As the gaming space transitioned to 3d, developers encountered a problem with how to translate their graphical instruction to 3d images. And a big breakthrough in that came down to introducing floating points to draw their geometry. Floating points basically allowed developers to assign various points for the GPU to draw, and allowed the precision to update as the player perspective changed, keeping those points static, or adjusting as required with incredible accuracy.

At it’s most basic form, the CPU processes code and outputs points where things need to go. A wall needs to go here, the player model needs to be draw there, this needs to be ground, etc… Then passes that onto the GPU in order for the GPU to draw vertices outlining what the CPU has ordered, before painting them with textures to deliver the final product. Let’s say you want to create a wall, with four corners set at a specific point. If you’re standing in front of it, you can just have the GPU draw a wall with coordinates (X 27, Y 0) (X 27, Y 27), (X 50, Y 0), (X 50, Y 27) and it comes out to a rectangle on the screen. But what happens when the player moves two steps to the left? And then adjusts their camera 10 degrees to the right? and then walks 3 steps in another direction? and then backflips onto a platform that is drawn 50 units higher?
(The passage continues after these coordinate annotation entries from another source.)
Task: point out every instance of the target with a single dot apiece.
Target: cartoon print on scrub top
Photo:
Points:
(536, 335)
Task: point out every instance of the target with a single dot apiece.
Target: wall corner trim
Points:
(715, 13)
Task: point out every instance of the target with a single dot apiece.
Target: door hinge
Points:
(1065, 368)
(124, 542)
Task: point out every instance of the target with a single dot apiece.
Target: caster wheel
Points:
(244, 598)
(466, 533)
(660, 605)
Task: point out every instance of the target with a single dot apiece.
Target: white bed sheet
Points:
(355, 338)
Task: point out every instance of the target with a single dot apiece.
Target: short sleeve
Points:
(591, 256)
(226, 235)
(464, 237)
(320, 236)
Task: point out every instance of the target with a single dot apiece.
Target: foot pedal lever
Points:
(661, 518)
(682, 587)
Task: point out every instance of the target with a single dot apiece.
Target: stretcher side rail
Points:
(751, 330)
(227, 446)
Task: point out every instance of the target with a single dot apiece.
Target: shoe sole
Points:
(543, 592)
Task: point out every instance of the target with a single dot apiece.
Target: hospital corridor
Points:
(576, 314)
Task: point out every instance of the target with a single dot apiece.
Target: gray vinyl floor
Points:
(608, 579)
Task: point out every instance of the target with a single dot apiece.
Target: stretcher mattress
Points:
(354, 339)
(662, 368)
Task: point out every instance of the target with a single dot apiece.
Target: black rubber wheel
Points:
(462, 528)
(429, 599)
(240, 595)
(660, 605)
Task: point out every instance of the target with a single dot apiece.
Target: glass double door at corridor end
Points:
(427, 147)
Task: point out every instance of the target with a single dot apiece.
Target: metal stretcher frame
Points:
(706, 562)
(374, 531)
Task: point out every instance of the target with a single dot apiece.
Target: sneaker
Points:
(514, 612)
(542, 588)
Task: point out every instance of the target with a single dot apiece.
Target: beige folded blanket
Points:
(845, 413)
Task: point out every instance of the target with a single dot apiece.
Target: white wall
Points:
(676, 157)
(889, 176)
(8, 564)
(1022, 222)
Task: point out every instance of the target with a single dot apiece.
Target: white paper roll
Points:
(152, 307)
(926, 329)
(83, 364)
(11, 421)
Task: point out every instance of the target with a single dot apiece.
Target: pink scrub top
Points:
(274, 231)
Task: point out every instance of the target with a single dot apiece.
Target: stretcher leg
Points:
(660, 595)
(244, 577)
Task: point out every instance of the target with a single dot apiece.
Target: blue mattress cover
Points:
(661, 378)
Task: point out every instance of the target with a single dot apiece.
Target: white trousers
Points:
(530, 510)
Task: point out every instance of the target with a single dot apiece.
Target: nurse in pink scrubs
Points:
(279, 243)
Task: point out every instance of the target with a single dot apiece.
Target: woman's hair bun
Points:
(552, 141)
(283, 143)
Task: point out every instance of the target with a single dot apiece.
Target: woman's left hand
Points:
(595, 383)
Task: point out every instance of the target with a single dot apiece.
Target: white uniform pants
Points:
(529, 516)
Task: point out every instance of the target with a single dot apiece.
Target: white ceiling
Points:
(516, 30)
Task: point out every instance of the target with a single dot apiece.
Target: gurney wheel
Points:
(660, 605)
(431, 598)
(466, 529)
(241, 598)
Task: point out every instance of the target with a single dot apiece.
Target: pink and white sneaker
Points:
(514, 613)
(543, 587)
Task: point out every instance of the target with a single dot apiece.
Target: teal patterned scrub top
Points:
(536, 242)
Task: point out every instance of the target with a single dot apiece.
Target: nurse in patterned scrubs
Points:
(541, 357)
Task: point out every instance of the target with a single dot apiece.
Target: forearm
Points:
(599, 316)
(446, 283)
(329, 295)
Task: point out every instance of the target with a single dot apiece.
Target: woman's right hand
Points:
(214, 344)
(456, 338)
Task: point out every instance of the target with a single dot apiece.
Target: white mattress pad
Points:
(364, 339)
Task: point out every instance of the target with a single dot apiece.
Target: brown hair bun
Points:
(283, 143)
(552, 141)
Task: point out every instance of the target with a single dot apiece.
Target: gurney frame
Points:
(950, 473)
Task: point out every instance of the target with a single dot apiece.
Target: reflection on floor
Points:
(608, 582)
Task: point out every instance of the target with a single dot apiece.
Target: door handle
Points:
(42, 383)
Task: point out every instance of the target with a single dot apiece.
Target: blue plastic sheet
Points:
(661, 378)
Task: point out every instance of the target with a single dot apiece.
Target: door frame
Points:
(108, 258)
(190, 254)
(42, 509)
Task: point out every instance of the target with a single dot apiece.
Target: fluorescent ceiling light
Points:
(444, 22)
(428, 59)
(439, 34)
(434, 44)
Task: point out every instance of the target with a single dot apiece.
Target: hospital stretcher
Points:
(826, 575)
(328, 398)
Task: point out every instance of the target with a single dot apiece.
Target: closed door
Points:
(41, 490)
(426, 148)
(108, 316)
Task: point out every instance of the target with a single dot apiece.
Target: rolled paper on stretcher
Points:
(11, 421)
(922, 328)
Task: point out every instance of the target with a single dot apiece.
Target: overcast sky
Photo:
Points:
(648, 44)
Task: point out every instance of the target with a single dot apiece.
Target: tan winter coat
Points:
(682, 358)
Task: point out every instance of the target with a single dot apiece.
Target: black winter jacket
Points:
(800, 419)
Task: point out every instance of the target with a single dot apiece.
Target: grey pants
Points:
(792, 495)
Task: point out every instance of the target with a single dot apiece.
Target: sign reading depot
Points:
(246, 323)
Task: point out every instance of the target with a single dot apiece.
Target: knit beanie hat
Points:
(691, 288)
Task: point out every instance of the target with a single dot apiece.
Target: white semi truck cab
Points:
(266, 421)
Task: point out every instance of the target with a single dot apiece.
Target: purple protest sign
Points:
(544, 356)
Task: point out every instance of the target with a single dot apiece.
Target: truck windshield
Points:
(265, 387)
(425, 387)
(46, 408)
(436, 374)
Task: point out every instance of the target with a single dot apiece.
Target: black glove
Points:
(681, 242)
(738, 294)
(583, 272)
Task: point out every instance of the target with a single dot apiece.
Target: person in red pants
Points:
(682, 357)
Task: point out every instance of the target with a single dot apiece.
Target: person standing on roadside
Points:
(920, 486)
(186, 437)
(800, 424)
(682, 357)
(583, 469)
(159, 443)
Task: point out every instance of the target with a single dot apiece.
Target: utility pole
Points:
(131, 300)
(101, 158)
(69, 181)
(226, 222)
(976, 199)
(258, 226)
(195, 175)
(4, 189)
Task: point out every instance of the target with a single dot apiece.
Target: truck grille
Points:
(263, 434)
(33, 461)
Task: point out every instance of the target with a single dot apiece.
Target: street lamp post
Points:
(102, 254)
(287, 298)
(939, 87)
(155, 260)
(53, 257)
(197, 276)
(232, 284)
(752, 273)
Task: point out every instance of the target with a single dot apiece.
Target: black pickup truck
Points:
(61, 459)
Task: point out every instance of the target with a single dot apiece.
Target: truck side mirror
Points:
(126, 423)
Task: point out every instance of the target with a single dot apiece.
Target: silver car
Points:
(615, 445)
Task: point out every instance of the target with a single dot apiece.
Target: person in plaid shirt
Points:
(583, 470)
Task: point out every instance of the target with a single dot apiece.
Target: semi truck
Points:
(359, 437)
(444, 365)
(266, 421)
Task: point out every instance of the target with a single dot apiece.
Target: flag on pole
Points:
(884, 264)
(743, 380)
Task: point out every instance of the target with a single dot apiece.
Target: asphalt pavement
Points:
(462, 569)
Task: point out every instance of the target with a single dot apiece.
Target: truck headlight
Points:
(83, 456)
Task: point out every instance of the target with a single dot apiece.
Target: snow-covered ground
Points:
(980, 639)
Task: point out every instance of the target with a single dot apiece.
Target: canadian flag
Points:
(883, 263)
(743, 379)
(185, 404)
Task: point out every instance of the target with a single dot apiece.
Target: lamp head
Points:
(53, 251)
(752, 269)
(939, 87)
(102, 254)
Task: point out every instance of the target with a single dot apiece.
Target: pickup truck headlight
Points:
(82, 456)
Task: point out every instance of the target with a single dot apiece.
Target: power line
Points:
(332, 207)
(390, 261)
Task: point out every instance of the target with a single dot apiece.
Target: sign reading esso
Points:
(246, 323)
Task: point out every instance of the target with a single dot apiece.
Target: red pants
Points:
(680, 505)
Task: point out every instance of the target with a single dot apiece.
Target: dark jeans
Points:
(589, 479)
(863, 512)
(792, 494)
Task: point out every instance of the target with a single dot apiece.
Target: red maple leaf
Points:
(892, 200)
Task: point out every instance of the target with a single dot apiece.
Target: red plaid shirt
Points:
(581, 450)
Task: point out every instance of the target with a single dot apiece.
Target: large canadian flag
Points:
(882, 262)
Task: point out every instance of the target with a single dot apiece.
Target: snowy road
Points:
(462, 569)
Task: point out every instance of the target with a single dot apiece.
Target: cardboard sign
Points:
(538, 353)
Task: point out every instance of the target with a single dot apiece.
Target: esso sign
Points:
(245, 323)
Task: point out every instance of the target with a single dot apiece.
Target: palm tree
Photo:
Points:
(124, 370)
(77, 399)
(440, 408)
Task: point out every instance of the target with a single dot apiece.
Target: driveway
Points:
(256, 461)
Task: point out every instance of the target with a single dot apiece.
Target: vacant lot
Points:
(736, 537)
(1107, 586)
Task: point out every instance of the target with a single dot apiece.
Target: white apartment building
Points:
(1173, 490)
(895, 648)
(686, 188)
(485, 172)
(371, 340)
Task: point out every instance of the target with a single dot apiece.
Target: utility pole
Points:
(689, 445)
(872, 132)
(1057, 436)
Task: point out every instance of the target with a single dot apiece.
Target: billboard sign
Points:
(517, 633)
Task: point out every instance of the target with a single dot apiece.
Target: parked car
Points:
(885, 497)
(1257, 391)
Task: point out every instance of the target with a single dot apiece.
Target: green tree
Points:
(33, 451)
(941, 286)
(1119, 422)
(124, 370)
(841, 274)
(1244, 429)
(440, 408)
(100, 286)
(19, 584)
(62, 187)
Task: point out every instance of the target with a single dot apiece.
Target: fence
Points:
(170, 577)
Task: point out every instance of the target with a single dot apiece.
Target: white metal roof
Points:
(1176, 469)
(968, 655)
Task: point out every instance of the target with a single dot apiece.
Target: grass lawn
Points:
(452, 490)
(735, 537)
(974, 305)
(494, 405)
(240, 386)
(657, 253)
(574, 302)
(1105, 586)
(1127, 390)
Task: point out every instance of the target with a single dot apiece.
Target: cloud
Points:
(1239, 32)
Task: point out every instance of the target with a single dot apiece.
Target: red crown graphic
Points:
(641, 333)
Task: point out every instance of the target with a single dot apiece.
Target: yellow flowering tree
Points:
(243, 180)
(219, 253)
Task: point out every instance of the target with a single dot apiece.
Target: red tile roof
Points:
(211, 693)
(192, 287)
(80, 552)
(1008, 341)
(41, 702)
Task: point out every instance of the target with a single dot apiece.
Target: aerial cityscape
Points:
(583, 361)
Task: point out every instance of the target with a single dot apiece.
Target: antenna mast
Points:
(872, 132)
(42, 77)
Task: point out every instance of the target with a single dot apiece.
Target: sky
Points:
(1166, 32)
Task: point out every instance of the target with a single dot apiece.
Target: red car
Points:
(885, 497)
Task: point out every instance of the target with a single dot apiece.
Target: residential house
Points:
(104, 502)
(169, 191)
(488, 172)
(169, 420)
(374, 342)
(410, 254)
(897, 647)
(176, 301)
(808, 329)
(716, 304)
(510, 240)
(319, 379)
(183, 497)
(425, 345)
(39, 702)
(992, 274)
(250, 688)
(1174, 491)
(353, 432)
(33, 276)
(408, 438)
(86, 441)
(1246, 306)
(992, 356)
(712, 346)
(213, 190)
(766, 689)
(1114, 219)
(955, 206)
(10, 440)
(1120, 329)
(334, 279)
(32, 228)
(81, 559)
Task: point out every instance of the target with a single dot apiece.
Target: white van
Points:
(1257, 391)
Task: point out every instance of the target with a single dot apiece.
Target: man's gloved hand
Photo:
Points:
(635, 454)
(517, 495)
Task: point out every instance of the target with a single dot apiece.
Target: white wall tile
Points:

Of course the GPU will draw this same wall in the same place in order to give the illusion of a static wall, but with just how varied movement and perspective can be in a 3D environment, you’re going to have to do it often, there are going to be a lot of variables that change how the wall is drawn in various ways, and you need to be as accurate as possible in order to really sell the illusion of the wall being a static wall. So floating points *really* come in handy to help create that.

But like we mentioned above, the PS1 couldn’t calculate floating points, and instead had to rely on fixed integers. Meaning that every time the GPU needed to update the points that make up that wall, it had to snap those coordinates to the nearest fixed location. So you move a specific distance in one direction and that wall has to update to reflect that. Then you move a different distance in a different direction, and you turn your camera, and move again, and so on. For each time the GPU has to redraw that wall, it has to find the nearest fixed number to move it to, and depending on how you move, it will adjust on every frame. Maybe it moves one point to the left, because you’re technically closer to that specific point on one frame, and then move so that you’re now closer to the point on the right as the GPU is redrawing that wall, leading to the texture “jumping” a few pixels in a direction as you continue to move back and forth.

And there we have it. Because the PS1 lacked the ability to calculate floating points (incredibly precise decimal values), it instead had to rely on calculating it’s graphics on fixed values. And as aspects of movement, including player movement and camera movement, continuously updated, the GPU had to find the nearest fixed point to draw graphics to, leading to notable inaccuracies that show up as texture and geometry wobble.